A pilot’s life is made of a succession of “firsts”. Our first solo flight. Our first landing. Our first flight at night. Our first flight in real IMC. Our first flight in heavy rain. Our first approach on IMC down to minimums. Our first go around. Our first flight avoiding weather and so on, maybe for some of us this happened long time ago, but can you remember how fast your heart was beating those “first” times? And, what happens now? Maybe if we can measure your heart beat during approach and landing you rarely can pass 80 b/min!. Well, my friends, that’s called “adaptation”.
Pilots have to adapt constantly to new challenges or they cannot progress on their careers. Problem is when adapting we go too far and we start bending limitations, regulations, procedures and we begin walking on the edge.
I remember a couple of years ago, when I was flying for a new born airline, we were always taking off above the maximum takeoff weight, nobody was pushing us to do it, was a constant with everybody and was completely normal, sometimes when we were at the maximum allowed takeoff weight we used to say, today we are light!. In other situation, same airline, on IMC conditions, we were always approaching below minimums, it was a non-written rule, always go 100 below and see if you can find the runway, so we were ending doing a category I ILS down to a category II minimums, with … no autopilot!

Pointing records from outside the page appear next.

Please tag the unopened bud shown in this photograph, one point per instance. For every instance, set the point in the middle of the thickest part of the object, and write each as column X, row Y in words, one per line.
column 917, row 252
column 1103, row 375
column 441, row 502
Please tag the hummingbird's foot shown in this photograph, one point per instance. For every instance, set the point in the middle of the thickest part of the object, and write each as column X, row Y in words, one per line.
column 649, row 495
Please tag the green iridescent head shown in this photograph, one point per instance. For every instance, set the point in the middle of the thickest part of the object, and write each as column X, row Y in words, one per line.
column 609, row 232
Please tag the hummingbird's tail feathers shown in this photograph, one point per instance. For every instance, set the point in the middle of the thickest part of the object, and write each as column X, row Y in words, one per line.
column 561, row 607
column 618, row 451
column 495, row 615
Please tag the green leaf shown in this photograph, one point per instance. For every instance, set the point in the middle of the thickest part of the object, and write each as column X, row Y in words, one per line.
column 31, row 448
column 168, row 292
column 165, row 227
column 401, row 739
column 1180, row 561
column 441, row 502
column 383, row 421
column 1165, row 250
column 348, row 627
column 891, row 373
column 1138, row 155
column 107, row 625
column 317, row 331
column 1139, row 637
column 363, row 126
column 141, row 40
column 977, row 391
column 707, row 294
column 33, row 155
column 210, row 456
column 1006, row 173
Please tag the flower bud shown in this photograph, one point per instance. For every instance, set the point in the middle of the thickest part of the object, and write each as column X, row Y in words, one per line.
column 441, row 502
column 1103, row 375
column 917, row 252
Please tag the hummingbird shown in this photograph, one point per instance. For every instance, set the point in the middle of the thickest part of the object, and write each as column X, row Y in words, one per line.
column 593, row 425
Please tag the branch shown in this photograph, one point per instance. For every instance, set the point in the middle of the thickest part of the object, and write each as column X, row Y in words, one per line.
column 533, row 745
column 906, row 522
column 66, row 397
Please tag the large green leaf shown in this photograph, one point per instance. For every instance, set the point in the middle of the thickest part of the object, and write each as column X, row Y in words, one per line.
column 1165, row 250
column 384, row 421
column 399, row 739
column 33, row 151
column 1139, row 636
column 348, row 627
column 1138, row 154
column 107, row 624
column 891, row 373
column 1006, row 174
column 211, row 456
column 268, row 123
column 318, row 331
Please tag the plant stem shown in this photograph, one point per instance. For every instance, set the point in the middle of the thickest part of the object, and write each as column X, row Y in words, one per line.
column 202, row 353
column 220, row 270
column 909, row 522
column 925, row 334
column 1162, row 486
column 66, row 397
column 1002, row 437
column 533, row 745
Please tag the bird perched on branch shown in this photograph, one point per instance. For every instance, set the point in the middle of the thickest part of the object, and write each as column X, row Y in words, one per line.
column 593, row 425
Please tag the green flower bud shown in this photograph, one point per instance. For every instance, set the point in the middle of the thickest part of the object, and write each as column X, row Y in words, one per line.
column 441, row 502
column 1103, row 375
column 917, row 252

And, the list continues. Luckily we never had an accident, but was only that, luck.
This kind of group behavior did not develop on a single day, it began when someone started experimenting how far he can go and the rest followed him, then when the explored new limits, overweight, go below minimums, etc, become normal, we tend to “adapt” to the situation. Problem is the farther we go, the limit is much narrower and there is no margin for error.
When will we ever learn? We are not helping the Company this way. Someone ever said: “if you think that safety is expensive, try with an accident”. Not want to do something that can jeopardize your aviation career?, then don’t do something that can end both.
As Ernest K. Gann wrote in his book “Fate is the Hunter”, in an extraordinary example of humility, when he lets understand that he was still alive not for being a good pilot, only because he was “lucky”. Maybe we can find some good examples between us.